The United States on Monday called a UN Security Council meeting this week on the risk of North Korean "provocation" as Pyongyang demands US concessions by a year-end deadline.

The United States, which holds this month's presidency of the Security Council, is scheduling the session instead of a planned meeting on human rights in North Korea, one of the world's most authoritarian states.

This week's meeting will provide "a comprehensive update on recent developments on the Korean Peninsula, including recent missile launches and the possibility of an escalatory DPRK provocation," a State Department spokesperson said, referring to the North by its official name, the Democratic People's Republic of Korea.

The Security Council also met last week behind closed doors to discuss 13 missile tests by North Korea.

That meeting was organized by European nations, which condemned North Korea's actions.

But the request for a new session shows growing alarm by the United States on North Korea, which has demanded that Washington propose a new offer by December 31 to kickstart nuclear negotiations.

North Korea has warned of countermeasures if not.
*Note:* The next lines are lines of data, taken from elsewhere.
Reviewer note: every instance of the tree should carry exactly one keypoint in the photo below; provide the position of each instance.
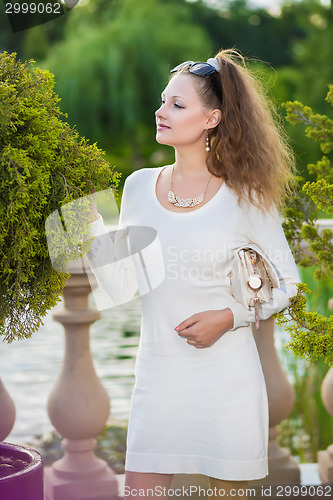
(311, 332)
(110, 69)
(44, 164)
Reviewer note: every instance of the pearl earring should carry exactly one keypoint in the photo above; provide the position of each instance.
(207, 142)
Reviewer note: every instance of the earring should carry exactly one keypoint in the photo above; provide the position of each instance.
(207, 142)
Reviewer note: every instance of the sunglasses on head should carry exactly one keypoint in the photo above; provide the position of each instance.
(200, 69)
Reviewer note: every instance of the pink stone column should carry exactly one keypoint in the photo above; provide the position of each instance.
(79, 405)
(7, 412)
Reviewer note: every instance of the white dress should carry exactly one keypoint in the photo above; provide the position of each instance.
(201, 411)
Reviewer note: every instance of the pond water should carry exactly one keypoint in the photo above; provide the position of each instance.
(29, 368)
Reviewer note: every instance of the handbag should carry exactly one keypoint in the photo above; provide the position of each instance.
(252, 278)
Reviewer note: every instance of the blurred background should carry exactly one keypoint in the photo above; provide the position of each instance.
(111, 60)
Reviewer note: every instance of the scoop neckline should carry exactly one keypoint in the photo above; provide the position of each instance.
(163, 209)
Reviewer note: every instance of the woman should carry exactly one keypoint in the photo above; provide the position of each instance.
(199, 404)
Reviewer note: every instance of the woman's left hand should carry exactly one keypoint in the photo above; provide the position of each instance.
(205, 328)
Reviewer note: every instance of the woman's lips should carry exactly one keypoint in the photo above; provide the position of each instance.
(161, 126)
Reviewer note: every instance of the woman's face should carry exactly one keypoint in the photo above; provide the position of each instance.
(182, 119)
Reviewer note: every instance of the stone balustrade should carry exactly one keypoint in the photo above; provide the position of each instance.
(79, 406)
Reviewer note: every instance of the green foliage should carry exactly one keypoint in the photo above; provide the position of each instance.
(44, 164)
(110, 69)
(311, 333)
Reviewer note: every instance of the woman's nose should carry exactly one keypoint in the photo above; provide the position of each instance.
(160, 112)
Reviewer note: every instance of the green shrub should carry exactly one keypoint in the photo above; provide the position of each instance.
(44, 164)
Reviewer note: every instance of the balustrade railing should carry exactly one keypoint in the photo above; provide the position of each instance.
(79, 406)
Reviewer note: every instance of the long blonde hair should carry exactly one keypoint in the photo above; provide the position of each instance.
(249, 148)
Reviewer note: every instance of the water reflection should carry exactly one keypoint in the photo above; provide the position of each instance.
(29, 368)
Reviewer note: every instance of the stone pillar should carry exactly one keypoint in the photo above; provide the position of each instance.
(7, 412)
(325, 457)
(79, 405)
(283, 469)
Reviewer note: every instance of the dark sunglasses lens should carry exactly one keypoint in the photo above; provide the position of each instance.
(182, 65)
(202, 69)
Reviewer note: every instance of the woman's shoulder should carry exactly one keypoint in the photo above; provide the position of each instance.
(142, 174)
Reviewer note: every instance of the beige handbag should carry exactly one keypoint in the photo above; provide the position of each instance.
(252, 277)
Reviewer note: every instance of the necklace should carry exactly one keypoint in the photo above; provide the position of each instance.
(186, 202)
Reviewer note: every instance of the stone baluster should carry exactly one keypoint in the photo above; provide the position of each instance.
(283, 469)
(7, 412)
(79, 405)
(325, 457)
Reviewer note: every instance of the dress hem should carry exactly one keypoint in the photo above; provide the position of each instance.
(229, 470)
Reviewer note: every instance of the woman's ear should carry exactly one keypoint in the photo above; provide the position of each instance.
(214, 118)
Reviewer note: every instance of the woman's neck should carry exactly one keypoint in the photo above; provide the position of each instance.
(191, 164)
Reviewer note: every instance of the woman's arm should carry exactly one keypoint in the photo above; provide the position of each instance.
(265, 230)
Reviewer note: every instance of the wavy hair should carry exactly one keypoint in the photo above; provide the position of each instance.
(249, 148)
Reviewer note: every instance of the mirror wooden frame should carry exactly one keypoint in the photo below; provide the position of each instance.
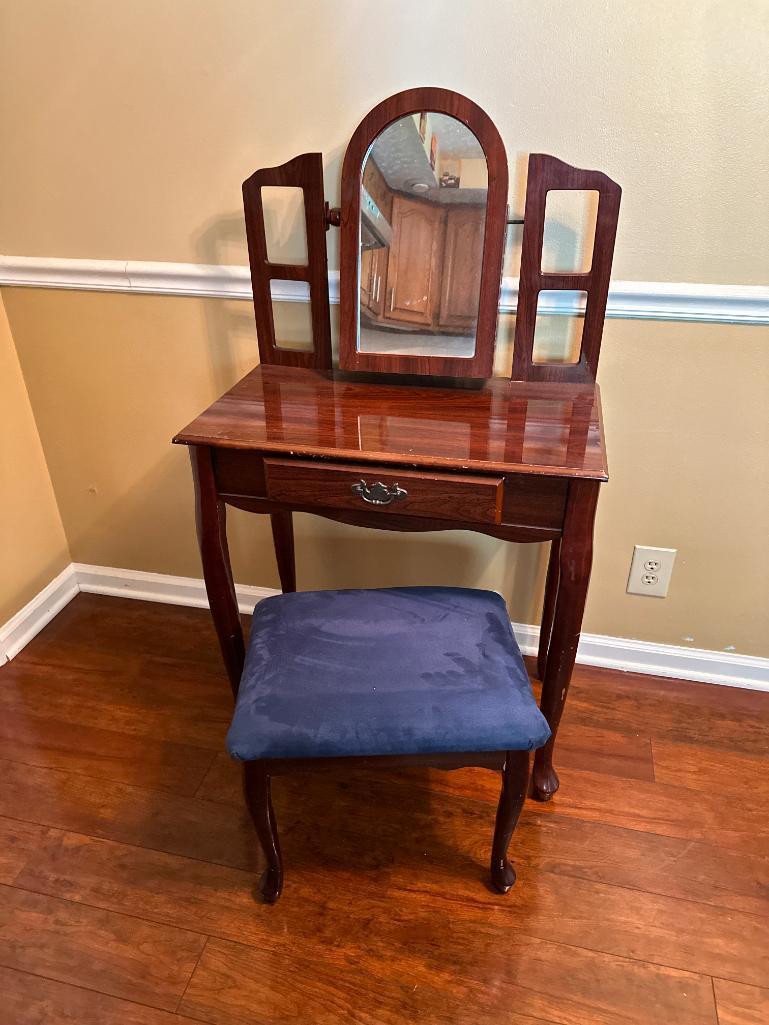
(385, 114)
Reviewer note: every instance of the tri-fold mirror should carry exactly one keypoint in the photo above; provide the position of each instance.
(423, 216)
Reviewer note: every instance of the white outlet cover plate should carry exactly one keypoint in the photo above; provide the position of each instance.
(650, 571)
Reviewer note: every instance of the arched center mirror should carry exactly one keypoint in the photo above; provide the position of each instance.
(423, 211)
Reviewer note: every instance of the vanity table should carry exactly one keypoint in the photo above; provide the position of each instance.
(411, 432)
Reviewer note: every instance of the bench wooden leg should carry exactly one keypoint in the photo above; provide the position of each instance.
(258, 801)
(515, 785)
On Saturday, North Korea also claimed to have carried out a "very important test" that will change its "strategic position," without providing further details.

President Donald Trump has met three times with North Korean leader Kim Jong Un and described him as a friend, but Pyongyang is eager for concessions such as an easing of sanctions.

Trump has voiced hope for progress with North Korea, saying that Kim has "too much to lose, everything actually, if he acts in a hostile way."